Brad, Brian and I grabbed a last cup of legit coffee before we flew out, then met the rest of our team at AMS at 8am. Park Rangers came to AMS headquarters to give us a briefing. The main thing they covered was the importance of the CMCs, Clean Mountain Cans. These would be our toilets for the next three weeks. 

We loaded our personal and group gear into the vans, and then ate lunch. Matt, another guide at AMS, prepared the last great meal we'd eat for a long time. Lasagna, quiche, salad, fruit and hummus. We ate together as the excitement of starting our trip continued to build. 

At Talkeetna Air Service, we piled our gear to be loaded onto two planes. Single engine Otters, planes older than any of us, would take us to the glacier. LeAnn was our pilot. She is a former guide with AMS who took on a second career as a glacier pilot. It's a career that still gives her great mountain views, but is easier on the knees. 

A beautiful 45 minute flight landed smoothly on the Kahiltna Glacier. We de-planed, gathered our gear and set up our first camp on pre-existing platforms. Someone else did the hard work of bootpacking and flattening the snow for our tent floors. 

We practiced roping up for travel. Traveling with sleds is a complicated setup. AMS developed a good system. It's clear, redundant and obviously refined over many years of experience.
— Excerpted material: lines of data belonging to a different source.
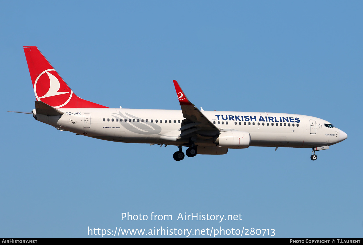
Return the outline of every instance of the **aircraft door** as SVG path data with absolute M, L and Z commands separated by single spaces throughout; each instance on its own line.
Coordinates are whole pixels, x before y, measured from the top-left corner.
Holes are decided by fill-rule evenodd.
M 89 113 L 85 113 L 84 116 L 84 124 L 83 128 L 89 128 L 91 126 L 91 115 Z
M 310 120 L 310 133 L 315 134 L 317 133 L 317 128 L 315 125 L 315 120 Z

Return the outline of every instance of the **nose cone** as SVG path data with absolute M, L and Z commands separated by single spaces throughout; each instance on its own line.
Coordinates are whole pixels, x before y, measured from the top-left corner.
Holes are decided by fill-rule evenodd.
M 348 135 L 344 132 L 339 129 L 339 141 L 343 141 L 348 137 Z

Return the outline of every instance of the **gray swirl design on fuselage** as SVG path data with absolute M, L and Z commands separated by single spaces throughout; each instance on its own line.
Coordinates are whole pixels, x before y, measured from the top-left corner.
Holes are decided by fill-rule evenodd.
M 115 118 L 118 118 L 119 120 L 123 119 L 123 121 L 120 121 L 120 124 L 125 129 L 133 133 L 140 134 L 157 134 L 161 132 L 161 127 L 155 123 L 150 122 L 150 119 L 147 122 L 142 122 L 141 120 L 143 119 L 135 117 L 127 112 L 125 113 L 126 114 L 126 116 L 121 113 L 121 112 L 118 113 L 111 114 L 115 114 L 115 115 L 113 115 L 113 116 Z M 127 120 L 127 122 L 125 121 L 126 119 Z M 131 122 L 129 121 L 129 119 L 131 119 Z M 135 119 L 135 122 L 133 121 L 133 119 Z M 138 119 L 140 120 L 140 122 L 137 121 Z

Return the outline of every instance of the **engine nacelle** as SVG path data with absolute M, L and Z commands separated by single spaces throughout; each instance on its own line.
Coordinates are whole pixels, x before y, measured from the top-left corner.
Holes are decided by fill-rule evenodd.
M 221 132 L 215 142 L 217 145 L 224 148 L 248 148 L 251 143 L 251 136 L 247 132 L 232 130 Z

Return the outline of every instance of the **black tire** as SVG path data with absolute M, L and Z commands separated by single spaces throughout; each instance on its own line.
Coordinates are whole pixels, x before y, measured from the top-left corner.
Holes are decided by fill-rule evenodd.
M 197 155 L 197 148 L 188 148 L 185 151 L 187 156 L 189 157 L 195 157 Z
M 182 151 L 177 151 L 174 153 L 173 158 L 175 161 L 180 161 L 184 159 L 185 155 L 184 153 Z

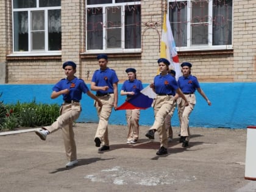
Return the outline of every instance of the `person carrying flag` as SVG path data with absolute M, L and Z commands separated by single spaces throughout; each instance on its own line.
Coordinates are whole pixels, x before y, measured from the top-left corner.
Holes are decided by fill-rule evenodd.
M 182 147 L 185 148 L 188 146 L 190 140 L 188 121 L 190 115 L 196 104 L 196 95 L 194 94 L 196 90 L 197 90 L 198 93 L 205 99 L 208 105 L 211 105 L 212 103 L 200 87 L 196 77 L 191 74 L 192 64 L 188 62 L 183 62 L 180 66 L 183 76 L 179 78 L 178 85 L 190 104 L 189 105 L 187 105 L 186 101 L 183 101 L 183 98 L 178 99 L 179 100 L 177 101 L 178 115 L 180 124 L 180 143 L 182 143 Z
M 174 77 L 175 78 L 175 76 L 176 74 L 176 73 L 174 70 L 169 69 L 168 71 L 168 73 Z M 175 96 L 176 99 L 174 99 L 174 107 L 173 107 L 172 109 L 171 110 L 171 112 L 169 112 L 166 116 L 165 117 L 165 129 L 166 130 L 166 134 L 167 137 L 168 139 L 168 141 L 171 141 L 172 140 L 173 137 L 173 132 L 172 132 L 172 128 L 171 127 L 171 118 L 172 117 L 173 113 L 174 113 L 174 110 L 176 108 L 177 102 L 176 102 L 176 99 L 179 98 L 179 95 L 177 94 Z
M 168 139 L 164 124 L 166 115 L 174 107 L 176 93 L 184 99 L 185 105 L 188 105 L 188 103 L 186 97 L 179 88 L 175 78 L 168 74 L 170 62 L 165 58 L 159 59 L 157 62 L 160 74 L 156 76 L 154 82 L 150 84 L 150 87 L 157 95 L 152 104 L 155 121 L 146 132 L 146 137 L 154 139 L 154 133 L 157 130 L 160 148 L 156 154 L 164 155 L 168 154 Z
M 126 101 L 129 100 L 132 97 L 138 95 L 143 89 L 142 83 L 137 79 L 136 69 L 127 68 L 126 72 L 128 76 L 121 88 L 120 94 L 126 96 Z M 126 121 L 128 127 L 128 135 L 127 144 L 135 144 L 139 137 L 140 125 L 140 109 L 126 110 Z
M 84 81 L 76 77 L 76 64 L 68 61 L 63 64 L 66 78 L 61 79 L 52 88 L 51 98 L 55 99 L 62 95 L 64 102 L 60 107 L 60 115 L 56 121 L 49 126 L 42 127 L 35 131 L 35 133 L 42 140 L 46 140 L 48 135 L 61 129 L 64 140 L 66 155 L 69 162 L 66 168 L 72 167 L 78 163 L 76 153 L 76 146 L 73 130 L 73 123 L 81 113 L 80 100 L 82 93 L 87 93 L 88 96 L 94 99 L 99 106 L 102 105 L 101 101 L 88 89 Z

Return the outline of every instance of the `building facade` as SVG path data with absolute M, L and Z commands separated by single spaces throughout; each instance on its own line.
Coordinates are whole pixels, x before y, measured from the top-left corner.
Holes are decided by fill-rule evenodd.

After learning how to check each other's rope setup, we packed away everything for the night and got ready for dinner. 

The weather was mostly comfortable during the day. After the sun dipped behind the mountains it chilled down. Very light snow dusted our tents and sleds overnight. 

Dinner that night was cold pizza, baked back at AMS headquarters. Last time we'd see anything that nice for a while. 



In the cockpit with Leanne, getting ready to take off from Talkeetna.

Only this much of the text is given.